# holden pants



## Guest (Dec 12, 2008)

looks a little too tight for my taste, let us know how they are on the mountain!


----------



## bakesale (Nov 28, 2008)

looks good!


----------



## Guest (Dec 12, 2008)

how much are those?? cheaper than thunders?


----------



## bakesale (Nov 28, 2008)

my holden pants.


----------



## jmacphee9 (Nov 11, 2008)

Sick-Gnar said:


> how much are those?? cheaper than thunders?


retail is 370$ i think, i paid 150. i got in discussion with an ebay seller too see if they had a size and color, and all they had in med was grey. i waited for the auction to end and no one made the reserve. i told her i could spend 150$ because its my xmas present and its all im allowed to spend. she said she could do that, and thats how it all worked...



CLIFTON 757 said:


> looks a little too tight for my taste, let us know how they are on the mountain!


i like how they arent too tight like skinny emo tight, im hoping they will be great on the mt. they have all the tech in the world lol..c_change is supposed to be just as good if not better then goretex..


----------



## Guest (Dec 12, 2008)

jmacphee9 said:


> retail is 370$ i think, i paid 150. i got in discussion with an ebay seller too see if they had a size and color, and all they had in med was grey. i waited for the auction to end and no one made the reserve. i told her i could spend 150$ because its my xmas present and its all im allowed to spend. she said she could do that, and thats how it all worked...
> 
> 
> i like how they arent too tight like skinny emo tight, im hoping they will be great on the mt. they have all the tech in the world lol..c_change is supposed to be just as good if not better then goretex..


nice.


i rock nomis cargos on the mountain which are huge, but if im just hitting a little rail sess i rock girls jeans. 

they make me buttery like sexton.

haha


----------



## jmacphee9 (Nov 11, 2008)

Sick-Gnar said:


> nice.
> 
> 
> i rock nomis cargos on the mountain which are huge, but if im just hitting a little rail sess i rock girls jeans.
> ...


sexton is sick, hes my favorite rider...for backyard seshs i wear my skinnys jeans...


----------



## Guest (Dec 13, 2008)

would never wear anything like this....again imo


----------



## Guest (Dec 13, 2008)

jmacphee9 said:


> sexton is sick, hes my favorite rider...for backyard seshs i wear my skinnys jeans...


WORD IS BOND!!!!!!!

sexton smashes alot of kids on rails, hes a beast the only one i can think of thats better on a consistent bases would be goontown. but that kids a robot i swear to god. 

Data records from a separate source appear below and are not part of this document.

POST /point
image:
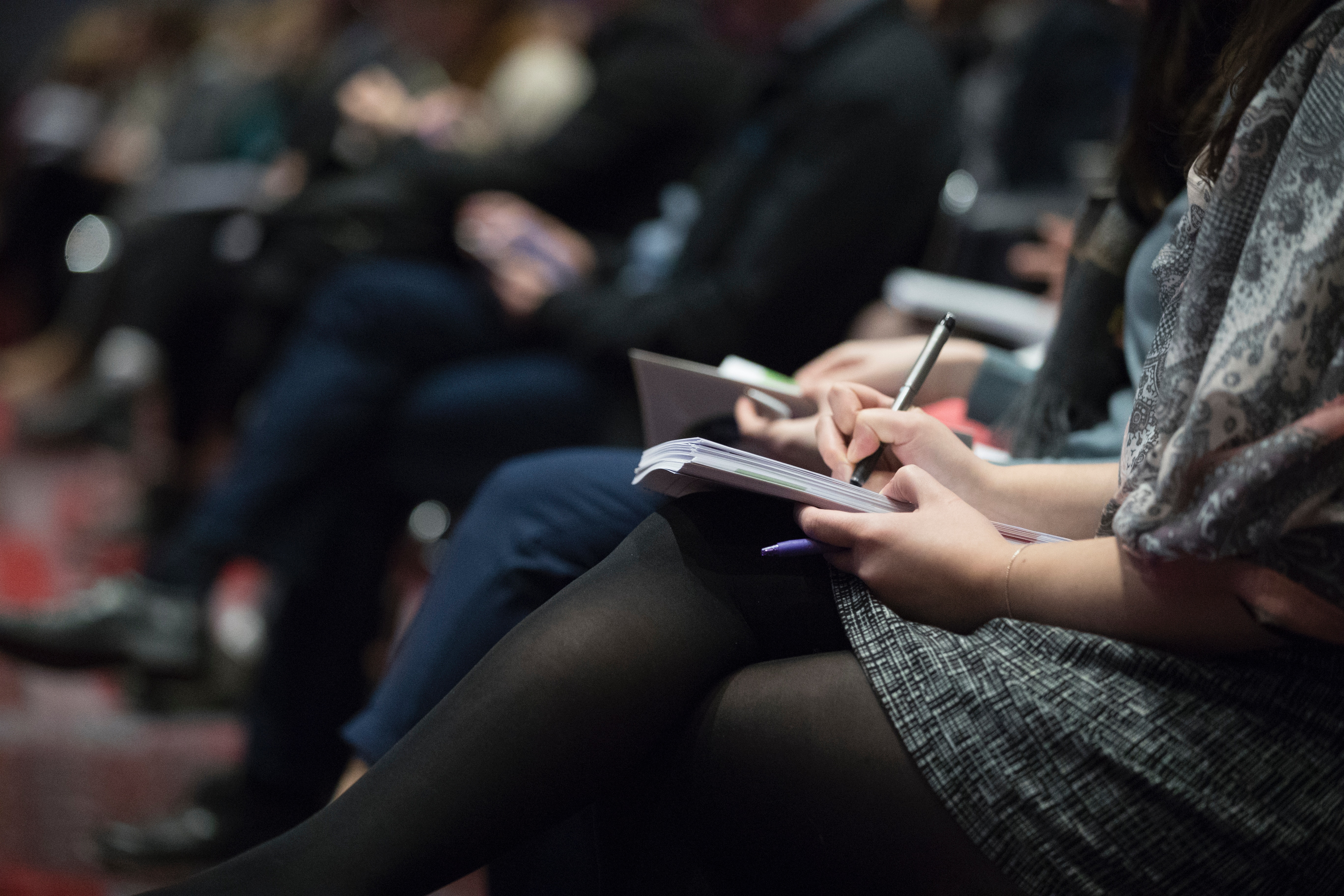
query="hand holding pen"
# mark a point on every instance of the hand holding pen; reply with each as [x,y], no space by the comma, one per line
[863,471]
[906,397]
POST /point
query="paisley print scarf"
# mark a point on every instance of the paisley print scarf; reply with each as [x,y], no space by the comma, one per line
[1236,448]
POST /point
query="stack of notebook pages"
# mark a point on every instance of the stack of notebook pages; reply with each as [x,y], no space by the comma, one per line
[685,467]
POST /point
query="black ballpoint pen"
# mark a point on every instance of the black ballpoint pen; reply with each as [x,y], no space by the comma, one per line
[919,374]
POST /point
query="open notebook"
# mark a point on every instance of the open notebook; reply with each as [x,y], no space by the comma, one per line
[1010,315]
[686,467]
[678,395]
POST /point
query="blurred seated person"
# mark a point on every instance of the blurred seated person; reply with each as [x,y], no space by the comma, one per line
[1152,706]
[541,522]
[827,181]
[211,320]
[85,131]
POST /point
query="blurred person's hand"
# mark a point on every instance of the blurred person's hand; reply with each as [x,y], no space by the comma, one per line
[377,98]
[123,154]
[880,320]
[1048,261]
[287,177]
[530,254]
[792,441]
[885,364]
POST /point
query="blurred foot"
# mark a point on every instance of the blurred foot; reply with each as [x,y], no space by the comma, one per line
[88,412]
[117,621]
[228,819]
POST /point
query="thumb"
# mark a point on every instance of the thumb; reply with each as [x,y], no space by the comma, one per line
[916,487]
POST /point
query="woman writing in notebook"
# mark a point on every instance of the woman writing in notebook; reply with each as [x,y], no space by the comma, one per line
[1154,710]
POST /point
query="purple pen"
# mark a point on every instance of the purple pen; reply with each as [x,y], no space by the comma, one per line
[798,549]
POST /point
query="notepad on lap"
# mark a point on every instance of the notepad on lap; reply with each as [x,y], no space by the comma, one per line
[678,395]
[686,467]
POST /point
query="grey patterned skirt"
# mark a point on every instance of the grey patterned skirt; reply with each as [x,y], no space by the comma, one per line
[1084,765]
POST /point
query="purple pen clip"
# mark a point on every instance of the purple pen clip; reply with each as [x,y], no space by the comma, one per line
[798,549]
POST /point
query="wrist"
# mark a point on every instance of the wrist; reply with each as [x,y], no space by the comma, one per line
[994,581]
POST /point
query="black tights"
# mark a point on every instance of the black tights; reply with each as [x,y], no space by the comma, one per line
[683,675]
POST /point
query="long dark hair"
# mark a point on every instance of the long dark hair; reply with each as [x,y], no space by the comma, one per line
[1201,65]
[1264,34]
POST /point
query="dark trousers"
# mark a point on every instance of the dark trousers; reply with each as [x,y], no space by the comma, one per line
[534,527]
[401,385]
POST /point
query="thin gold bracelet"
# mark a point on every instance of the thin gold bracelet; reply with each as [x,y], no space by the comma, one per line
[1008,579]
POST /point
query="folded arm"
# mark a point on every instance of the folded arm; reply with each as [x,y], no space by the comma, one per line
[948,566]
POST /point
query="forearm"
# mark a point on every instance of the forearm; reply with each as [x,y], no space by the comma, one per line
[1094,586]
[1060,499]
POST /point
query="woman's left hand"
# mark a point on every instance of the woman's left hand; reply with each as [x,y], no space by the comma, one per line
[941,565]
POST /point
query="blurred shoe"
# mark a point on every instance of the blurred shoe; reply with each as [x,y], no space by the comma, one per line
[228,819]
[117,621]
[88,412]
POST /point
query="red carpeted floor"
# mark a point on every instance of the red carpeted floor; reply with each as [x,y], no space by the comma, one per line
[74,750]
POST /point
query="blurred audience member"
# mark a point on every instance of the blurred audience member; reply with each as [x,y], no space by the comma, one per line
[828,181]
[88,128]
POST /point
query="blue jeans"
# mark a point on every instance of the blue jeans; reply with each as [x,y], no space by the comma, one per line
[389,352]
[401,385]
[534,527]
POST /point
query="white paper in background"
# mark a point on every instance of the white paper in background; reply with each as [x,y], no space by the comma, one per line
[677,395]
[1010,315]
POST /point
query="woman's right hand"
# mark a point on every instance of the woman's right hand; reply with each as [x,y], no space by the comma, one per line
[861,420]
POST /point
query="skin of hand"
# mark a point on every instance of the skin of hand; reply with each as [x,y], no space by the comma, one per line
[530,254]
[792,441]
[945,565]
[885,363]
[377,98]
[859,420]
[1048,261]
[939,565]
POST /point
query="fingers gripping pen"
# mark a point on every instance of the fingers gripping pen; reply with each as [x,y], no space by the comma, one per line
[906,397]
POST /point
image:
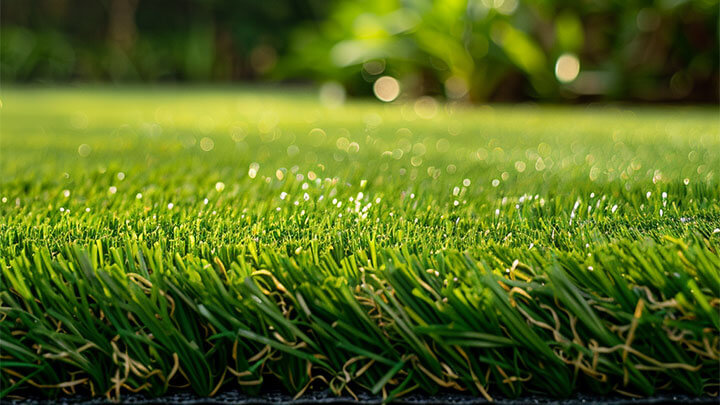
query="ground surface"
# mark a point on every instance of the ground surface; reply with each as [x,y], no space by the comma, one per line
[154,238]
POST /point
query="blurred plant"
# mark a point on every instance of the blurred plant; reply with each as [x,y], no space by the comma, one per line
[497,49]
[477,50]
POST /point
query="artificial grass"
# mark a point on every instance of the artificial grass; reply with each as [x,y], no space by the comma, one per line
[156,239]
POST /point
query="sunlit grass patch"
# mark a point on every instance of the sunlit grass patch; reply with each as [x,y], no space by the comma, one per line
[218,239]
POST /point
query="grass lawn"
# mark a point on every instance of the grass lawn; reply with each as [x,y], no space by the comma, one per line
[155,239]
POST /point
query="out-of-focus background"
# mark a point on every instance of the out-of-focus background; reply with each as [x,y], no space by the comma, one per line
[472,50]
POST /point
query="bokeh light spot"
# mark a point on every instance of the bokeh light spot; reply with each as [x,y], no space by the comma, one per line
[567,68]
[386,88]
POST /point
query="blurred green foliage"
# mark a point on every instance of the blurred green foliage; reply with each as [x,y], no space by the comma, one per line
[478,50]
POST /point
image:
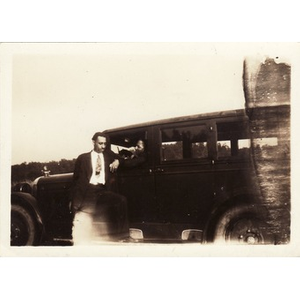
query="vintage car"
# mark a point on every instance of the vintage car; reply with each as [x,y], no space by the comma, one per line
[214,177]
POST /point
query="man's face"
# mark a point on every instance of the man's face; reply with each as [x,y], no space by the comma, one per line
[100,144]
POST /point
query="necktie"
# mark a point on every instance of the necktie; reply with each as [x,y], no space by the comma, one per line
[98,165]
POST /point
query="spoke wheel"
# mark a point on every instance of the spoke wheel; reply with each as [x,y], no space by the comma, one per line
[240,225]
[23,228]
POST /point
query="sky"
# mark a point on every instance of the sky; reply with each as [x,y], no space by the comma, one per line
[61,94]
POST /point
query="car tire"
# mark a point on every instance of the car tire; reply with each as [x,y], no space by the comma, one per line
[240,225]
[23,227]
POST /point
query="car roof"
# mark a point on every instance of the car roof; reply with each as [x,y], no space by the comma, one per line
[220,114]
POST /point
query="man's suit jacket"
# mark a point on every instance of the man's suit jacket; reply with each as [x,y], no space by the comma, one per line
[83,172]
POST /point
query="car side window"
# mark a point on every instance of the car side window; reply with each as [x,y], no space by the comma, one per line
[233,140]
[131,146]
[184,142]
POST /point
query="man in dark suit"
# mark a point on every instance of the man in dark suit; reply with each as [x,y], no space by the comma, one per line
[99,213]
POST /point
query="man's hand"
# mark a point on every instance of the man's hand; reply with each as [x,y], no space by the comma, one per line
[114,165]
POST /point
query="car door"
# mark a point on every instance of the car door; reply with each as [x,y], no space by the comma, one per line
[136,180]
[183,172]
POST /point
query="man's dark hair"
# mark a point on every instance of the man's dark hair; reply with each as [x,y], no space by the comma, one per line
[99,134]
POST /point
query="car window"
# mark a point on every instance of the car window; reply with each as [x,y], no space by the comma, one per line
[233,140]
[184,142]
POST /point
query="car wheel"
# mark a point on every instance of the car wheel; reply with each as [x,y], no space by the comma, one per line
[240,225]
[23,227]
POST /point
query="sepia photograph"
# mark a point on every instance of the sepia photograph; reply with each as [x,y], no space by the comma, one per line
[148,149]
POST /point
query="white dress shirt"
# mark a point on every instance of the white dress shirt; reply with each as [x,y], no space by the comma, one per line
[97,179]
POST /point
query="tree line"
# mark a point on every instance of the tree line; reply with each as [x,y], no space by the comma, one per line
[28,172]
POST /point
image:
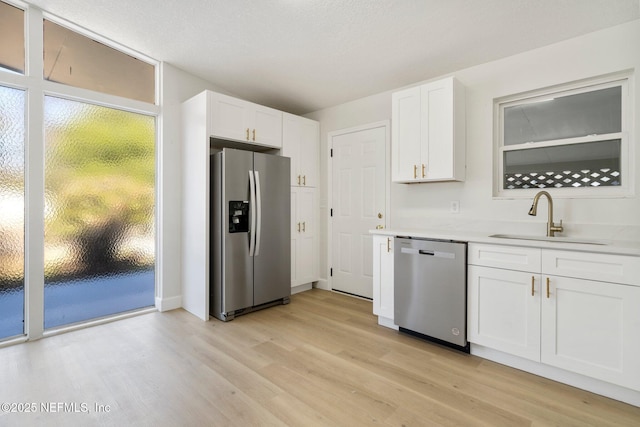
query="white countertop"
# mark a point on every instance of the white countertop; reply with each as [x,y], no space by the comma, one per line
[618,247]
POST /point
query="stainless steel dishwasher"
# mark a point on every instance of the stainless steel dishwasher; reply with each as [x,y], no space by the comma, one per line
[430,290]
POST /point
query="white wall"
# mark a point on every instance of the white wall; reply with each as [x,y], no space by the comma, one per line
[177,87]
[427,205]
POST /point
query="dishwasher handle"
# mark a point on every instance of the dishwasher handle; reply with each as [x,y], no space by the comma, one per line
[413,251]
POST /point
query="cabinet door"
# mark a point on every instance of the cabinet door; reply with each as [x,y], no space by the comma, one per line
[266,125]
[504,310]
[592,328]
[383,276]
[437,143]
[309,152]
[405,135]
[304,245]
[239,120]
[300,142]
[229,118]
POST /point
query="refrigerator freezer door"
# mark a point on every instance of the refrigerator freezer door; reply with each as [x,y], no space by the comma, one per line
[233,277]
[272,264]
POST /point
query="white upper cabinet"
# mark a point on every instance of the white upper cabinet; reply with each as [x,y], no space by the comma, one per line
[300,142]
[238,120]
[428,133]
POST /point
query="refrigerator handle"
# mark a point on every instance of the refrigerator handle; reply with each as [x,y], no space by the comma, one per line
[259,218]
[252,209]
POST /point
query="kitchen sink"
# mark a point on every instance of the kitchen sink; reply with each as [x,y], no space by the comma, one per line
[549,239]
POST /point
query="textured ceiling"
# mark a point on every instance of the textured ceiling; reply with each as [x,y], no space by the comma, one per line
[305,55]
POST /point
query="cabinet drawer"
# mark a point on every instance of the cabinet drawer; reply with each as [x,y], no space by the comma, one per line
[601,267]
[507,257]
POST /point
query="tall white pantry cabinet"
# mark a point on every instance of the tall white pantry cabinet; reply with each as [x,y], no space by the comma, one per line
[250,126]
[301,142]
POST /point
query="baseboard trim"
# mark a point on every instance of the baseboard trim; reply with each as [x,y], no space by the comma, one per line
[322,284]
[301,288]
[167,304]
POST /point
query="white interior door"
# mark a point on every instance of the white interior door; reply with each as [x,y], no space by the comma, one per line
[358,203]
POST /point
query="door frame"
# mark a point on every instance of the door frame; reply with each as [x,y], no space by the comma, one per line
[386,124]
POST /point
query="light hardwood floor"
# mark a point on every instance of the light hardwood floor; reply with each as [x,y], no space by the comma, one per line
[321,360]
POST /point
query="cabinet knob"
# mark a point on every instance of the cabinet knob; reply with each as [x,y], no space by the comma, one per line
[533,281]
[548,280]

good thing he reps the big bad nasty CO!!!!

WOOT WOOT!!!


----------



## jmacphee9 (Nov 11, 2008)

i dont know if other holden equipment is as solid as this, but this is honestly the BEST snowboarding product i have ever purchased in my life. these pants are unbelievably comfy, and i cant believe how warm they are when they are just a shell! c_change is the shitt, it keeps you perfectly comfortable at all times. the tightness of the pants isnt restricting at all btw, like literally 0% restriction. even i was expecting a little pull when i stretched out, but nope.


----------



## bakesale (Nov 28, 2008)

I'm glad you like them. To make whats makes my Holden gear so special is not just how different it looks but the small details. How the pants are comfy enough to wear with just underwear and no base layer (if its not too cold) how the zippers have leather toggles on them, the metal clasp on the waist like a dress pant, how they finish off the buttons so well, how incredibly comfortable it is. 

They are small things that only the person wearing them is going to notice. Holden is great product fo sho.


----------



## jmacphee9 (Nov 11, 2008)

bakesale said:


> I'm glad you like them. To make whats makes my Holden gear so special is not just how different it looks but the small details. How the pants are comfy enough to wear with just underwear and no base layer (if its not too cold) how the zippers have leather toggles on them, the metal clasp on the waist like a dress pant, how they finish off the buttons so well, how incredibly comfortable it is.
> 
> They are small things that only the person wearing them is going to notice. Holden is great product fo sho.


for sure, thanks for all the help before i bought em bakesale


----------